Bei Piraquê sind über 3.500 Mitarbeiter beschäftigt, die die Qualität der Teig- und Backwarenproduktion vom Rohmaterial bis zum Endprodukt prüfen. Das Kontrollzentrum ist hierbei das Herzstück der Anlage. Die Herstellung von Nudeln und Keksen erfolgt automatisiert und wird von Computern überwacht – vom Wareneingang der Rohstoffe bis zum verpackten Produkt. So ist kein manueller Eingriff in die Produktion vonnöten, was zugleich auch ein hohes Maß an Hygiene während des gesamten Herstellungs- und Verteilungsprozesses gewährleistet. Umfassende Qualitätskontroll-Systeme verwalten alle Produktions- und Supply-Chain-Prozesse um die Qualität der Fertigwaren ständig zu optimieren. So werden die Laboruntersuchungen der Rohstoffe, die Dosierung der Zutaten und sogar die Verweildauer der Produkte in den Öfen gesteuert.

Piraquê wurde von der Notwendigkeit getrieben, die automatisierten Systeme zu aktualisieren – vor allem in den Bereichen Palettenlagerung, Kommissionierung, Palettierung und Sortierung. Das Unternehmen stand vor der Herausforderung, einerseits einen neuen Materialfluss zu implementieren, der zukünftig eine optimale Leistung sicherstellen würde. Andererseits wollte Piraquê einen Partner finden, der sowohl die richtige Lösung mit der richtigen Technologie bereitstellen, als auch das Unternehmen durch alle Prozessphasen bis hin zum Service begleiten konnte.

Foto: Dematic
Foto: Dematic

Dematic hat sich der Aufgabe angenommen und das Produktions- und Distributionszentrum von Piraquê mit einer Reihe von Karton- und Palettenfördersystemen, einem Roboter-Palettiersystem, einem automatisierten Hochregallager, einer Kistenkommissionierlösung mit Pick-by-Light-Technologie und sowohl einem Linearsorter, also auch einem rundlaufenden Dematic Crossbelt Sorter ausgestattet.

Der Prozess

In der Backwaren-Fabrik verbindet ein Fördertechniksystem die Fließbänder über mehrere Ebenen hinweg mit dem Palettierbereich. Produkte werden durch Kameras identifiziert und auf eine Rutsche für die manuelle Palettierung dirigiert. Die entstandenen Paletten werden dann im neuen Hochregallager gelagert.In der Teigwaren-Fabrik wurden verschiedene Technologien verwendet, um Produkte in Plastikbeuteln, Karton und Paletten zu transportieren, zu lagern, zu sortieren und zu verpacken. Produkte werden durch Videokameras identifiziert und über Rutschen zu den Palettier-Robotern geschleust.

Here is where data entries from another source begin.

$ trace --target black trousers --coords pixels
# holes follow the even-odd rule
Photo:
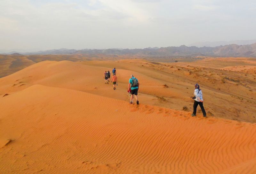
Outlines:
[[[203,105],[203,102],[197,102],[195,100],[194,101],[194,105],[193,106],[194,108],[194,111],[193,111],[193,113],[195,114],[196,113],[196,108],[197,107],[197,106],[199,105],[200,107],[201,108],[201,110],[202,110],[203,112],[203,115],[204,116],[206,116],[206,112],[204,110],[204,106]]]

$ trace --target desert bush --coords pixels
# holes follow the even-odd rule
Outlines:
[[[188,108],[186,106],[184,106],[183,107],[183,108],[182,108],[182,110],[183,110],[186,111],[188,110]]]

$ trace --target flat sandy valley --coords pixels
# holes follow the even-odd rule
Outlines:
[[[62,56],[1,60],[1,174],[256,173],[256,58]]]

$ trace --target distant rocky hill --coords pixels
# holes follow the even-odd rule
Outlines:
[[[13,53],[13,52],[12,52]],[[196,46],[169,47],[144,49],[84,49],[80,50],[62,49],[28,53],[16,53],[24,55],[60,54],[116,54],[156,56],[206,56],[256,57],[256,43],[238,45],[235,44],[215,47]]]

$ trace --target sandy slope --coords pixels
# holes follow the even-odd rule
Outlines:
[[[0,104],[2,173],[256,172],[254,124],[37,85]]]
[[[223,66],[226,66],[224,63]],[[187,106],[191,111],[193,100],[191,97],[194,85],[197,82],[203,90],[209,116],[256,122],[254,75],[204,68],[199,66],[203,64],[201,61],[197,63],[199,64],[192,63],[160,63],[134,59],[44,61],[0,79],[0,95],[38,84],[128,102],[128,81],[133,74],[142,84],[139,90],[141,103],[178,110]],[[111,71],[113,67],[118,67],[118,86],[116,91],[111,89],[111,85],[103,82],[103,72]]]

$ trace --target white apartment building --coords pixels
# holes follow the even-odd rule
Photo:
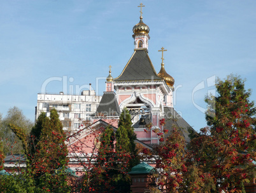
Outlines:
[[[81,95],[38,93],[36,119],[42,112],[50,116],[55,108],[62,123],[63,130],[71,133],[79,130],[82,121],[90,121],[90,114],[96,112],[102,96],[96,96],[94,90],[82,91]]]

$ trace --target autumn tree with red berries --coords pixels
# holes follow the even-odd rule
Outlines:
[[[218,79],[217,96],[208,96],[206,121],[188,149],[197,166],[214,180],[213,190],[245,192],[244,184],[255,176],[255,108],[245,81],[229,76]]]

Das neue, automatisiertes Hochregallager im Distributionszentrum von Piraquê ist 150 Meter lang, 20 Meter breit und verfügt über Stellplätze für 15.000 Paletten. Vier Regalbediengeräte führen unterschiedliche Prozesse durch: einerseits die Ein- und Auslagerung von Vollpaletten und andererseits die Versorgung des Palettenregal integrierten Pick-Tunnels mit Nachschubpaletten. Dort erfolgt die Gebinde-Kommissionierung, unterstützt durch Pick-by-Light-Displays auf einen Gurtförderer. Waren aus der Pick-Tunneln kommend werden auf dem automatischen Rundlauf Sorter (Crossbelt Sorter) vom Typ Dematic FlexSort SC3 eingeschleust, von Kamerasystemen erfasst und an den vorgesehen Rutschen wieder ausgeschleust, wo sie für den Versand vorbereitet werden.

Technische Daten

  • Hochregallager, 20 m hoch, 150 m lang mit vier Regalbediengeräten und 15.000 Palettenstellplätzen
  • Pick-by-Light Kommissionier-Tunnel mit automatischer Nachschubversorgung über die RBG
  • Modulares Fördertechniksystem MCS
  • Automatische Roboter-Palettierung von Ballen und Kartons
  • Rundlaufender Dematic FlexSort SC3 Crossbelt Sorter, Durchsatz über 10.000 Kartons/Stunde, mit 31 Rutschen für die Versandsortierung
  • Linearsorter in der Produktion
  • Dematic iQ Warehouse Control System (WCS)

Das Ergebnis

Das neue Intralogistik-System von Piraquê hat mehrere Ziele erreicht: Es hat die manuellen Kommissionierprozesse abgelöst und die damit verbundene Zeitaufwendungen für das Auffinden, Identifizieren und Picken der Waren eliminiert. Die Effizienz der Auftragsabwicklung konnte deutlich verbessert werden – nicht zuletzt durch das gleichzeitige Kommissionieren mehrerer Aufträge an den Produktentnahmestellen (Batch-Picking). Automatisierte Materialflussprozesse haben außerdem mögliche Schadenquellen an den Produkten während der Auftragsabwicklung reduziert, die Auftragsdurchlaufzeit verkürzt, die Produktivität erhöht und das Echtzeitmanagement der integrierten Logistiksysteme erst ermöglicht.